If you declare something with an explicit length (
uint8_t,
uint16_t, etc.) it will take that many bytes in memory (i.e
uint8_t will take 1 byte,
uint16_t will take 2 bytes, etc.). Note, anything larger than 1 byte may be subject to padding, depending on the underlying architecture, and the ABI (application binary interface) that the compiler uses. Some processors will generate an exception if you use a 2/4/8 byte memory instruction and the address is not aligned properly. Other processors will execute the load/store more slowly if the address is unaligned. You can even get systems that some memory accesses can deal with unaligned data, and some can't (typically this would be uncached memory). IIRC, on the Teensy 3.2, there are logically two banks of memory, and unaligned accesses work everywhere
except when the access crosses that boundary, but you only see this if you are explicitly converting
char * pointers into
int *.
For example, consider this example structure:
Code:
struct foo {
uint8_t a;
uint16_t b;
uint8_t c;
uint16_t d;
};
On many systems, there would be a 1 byte hole between the fields
a' and '
b' and a 3 byte hole between '
c' and '
d'.
The ISO C/C++ standards demand that the compiler behave as if the types smaller than
int be converted to
int or
unsigned int before doing arithmetic/logical operations on it. Some processors have 8/16/32/64-bit arithmetic operations, some only have 1 or 2 sets and the other sizes must be done by multiple instruction sequences. Typically processors will have memory operations that take a 1, 2, or 4 byte item and load it into a 32-bit or 64-bit register to do arithmetic/logical operations. It is rare for a processor to provide 3, 5, 6, or 7 byte memory operations (except for special string handling instructions).
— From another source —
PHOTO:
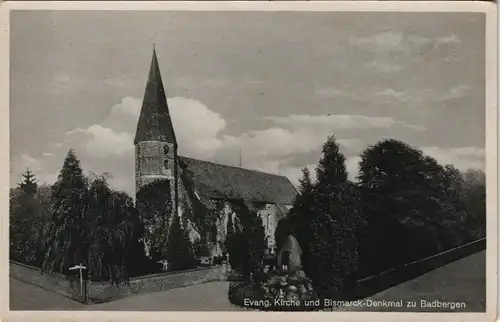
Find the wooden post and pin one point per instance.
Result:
(80, 268)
Thus if you declare something to be
uint8_t, it can save memory if you have a large array. When it is being processed in the registers, it is likely to be done in a 32-bit register (on the Teensy) using instructions that take 32-bit inputs and produce 32-bit outputs. It is then converted back to 8-bit when you store it to memory. If the value is used in another calculation before storing it to memory, the compiler may need to do a conversion from 32-bits down to 8-bits.
This storage to memory (or an in-register conversion) will eliminate the upper bits. So if you have an
uint8_t value that has 255 in it, and you add 1 to the value, it will be 0 instead of 256, if you read the value.
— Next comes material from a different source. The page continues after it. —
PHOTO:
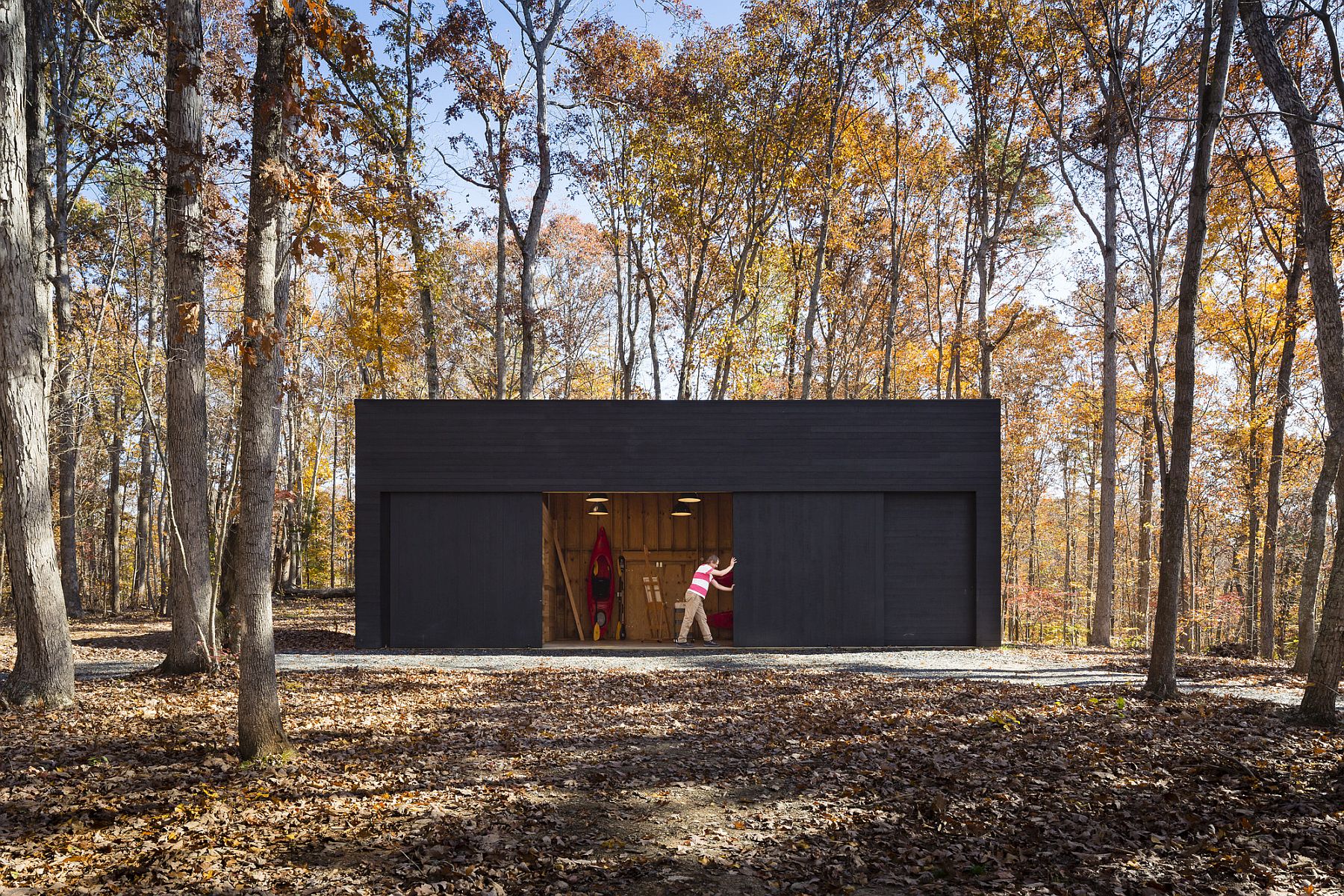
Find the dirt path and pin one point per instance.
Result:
(317, 635)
For example, consider this case:
Code:
uint8_t a = 250;
// ...
if (a + 10 > 251) {
println "yes";
else {
println "no";
}
This will print "
yest" because the a is logically converted to
int and 250 + 10 is 260, which is valid.
But if you wrote:
Code:
uint8_t a = 250;
// ...
a += 10;
// ...
if (a > 251) {
println "yes";
else {
println "no";
}
It would print "
no" because storing the value back into
a truncates the value.